Life After Moore's Law [Computer Architecture]

Prev: Processors stall on OLTP workloads about half the time--almost no ?matter what you do
Next: Processors stall on OLTP workloads about half the time--almostno matter what you do

From: Chris Gray on 2 May 2010 16:50

"nedbrek" <nedbrek(a)yahoo.com> writes:

> I'm particularly interested in parallel linking.

I wrote the original Myrias linker/librarian. One of my goals was to learn
how to use the Myrias "pardo" model on that kind of application, so the
linker was a parallel application. Normally it ran on a workstation, where
the pardo loops serialized. We ran it on the actual hardware as a bit of a
test, and it was basically I/O bound.

One of the tools that it needed, which I may have described here before, was
the new system I/O calls we added. In particular, the linker needed
"seekread", which was an atomic seek/read combination. The linker also
needed "tellwrite", which was an atomic write to the current end of the
file, which returned the file position at which the write ocurred. Those
calls allowed parallel I/O without confusion.

Those, in combination with a new object file format (officially known as
SCOFF - Super Computer Object File Format, but which was really "Stuart and
Chris's Object File Format") allowed me to write the linker. The object file
format started with a magic number, and then a pointer to the directory. The
directory was at the end of the file, written after all of the
code/data/whatever sections had been written out in parallel using tellwrite.
I *think* the file format also represented each function separately, so that
functions could be linked as separate entities. That problem has always
bugged me about things like Elf, which presumeably were based on the way in
which the original C compiler translated each source file into a single large
assembly file which was then assembled as one indivisible blob. I think Tera
was one of several projects which worked around that.

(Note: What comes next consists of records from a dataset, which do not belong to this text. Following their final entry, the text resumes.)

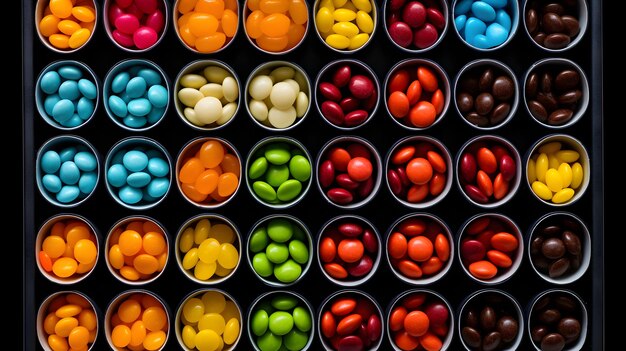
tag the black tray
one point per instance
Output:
(101, 54)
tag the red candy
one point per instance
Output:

I don't have the code here, and it was a long time ago, so I don't remember
much in the way of how it worked internally, but I believe there were 2 or
3 pardo's in the code. After I had finished with it, the new compiler group
decided to break the linker/librarian into two separate programs - I don't
recall why. So, even if I could get hold of the latest version of it, I
likely wouldn't be very familiar with the code.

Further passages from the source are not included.